Geçtiğimiz Cuma günü geçirdiği kalp krizi sonunda yaşamını yitiren Mehmet Doba kardeşimi bir (kez daha) hayır dualarımızla anmak, ruhuna Fatihalar yollamak amacıyla kendisinin bir yazısını köşeme taşımak istedim. Ruhu şad makamı cennet olsun inşallah…
BİR DOKTORUN HİKAYESİ
“Aslında bu hikâyeyi uzun bir zamandır sizlerle paylaşmak istiyordum. Bugüne nasipmiş! Hayatın birçok alanında böyle ilginç hikayelerin olduğuna inanıyorum. Çünkü yeri ve göğü yaradan Allah kuşkusuz her şeyin sahibidir. O ne isterse yapar. Ol dedi mi olur. Çaresizliğin, imkansızlığın ve umudun tükendiği anda bile O ne derse olur.

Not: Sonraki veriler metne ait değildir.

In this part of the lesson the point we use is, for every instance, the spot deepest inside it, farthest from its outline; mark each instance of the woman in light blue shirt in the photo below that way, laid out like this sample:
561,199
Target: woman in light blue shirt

Pakistanlı doktorun hikayesi de aslında umudun tükendiği noktadır. Hasta torunu için dua eden ve Allah’tan başka kimsesi olmayan yaşlı bir kadının yaşadığı yer, şartlar, doktorun evine gitmesi yeri ve göğü yoktan yaradan Allah’ın büyüklüğünü ve kudretini gösteriyor.
“Dr. İşân Hüseyni, Pakistanlı idi. Yaptığı büyük hizmetlerden dolayı ödül almak için uluslararası bir konferansa gidiyordu. Uçağa bindi. Ancak havada bir arıza olmuş ve yıldırım çarpması sonucu uçak en yakın havaalanına inmek zorunda kalmıştı. Bir sonraki uçak 16 saat sonra kalkacaktı. Sinirlendi ve o toplantıya muhakkak yetişmem lazım. 16 saat bekleyemem diye sinirlenerek bağırıp, çağırıyordu…
Görevliler gideceği şehrin 6 saat uzaklıkta olduğunu ve isterse araba kiralayarak gidebileceğini söylediler.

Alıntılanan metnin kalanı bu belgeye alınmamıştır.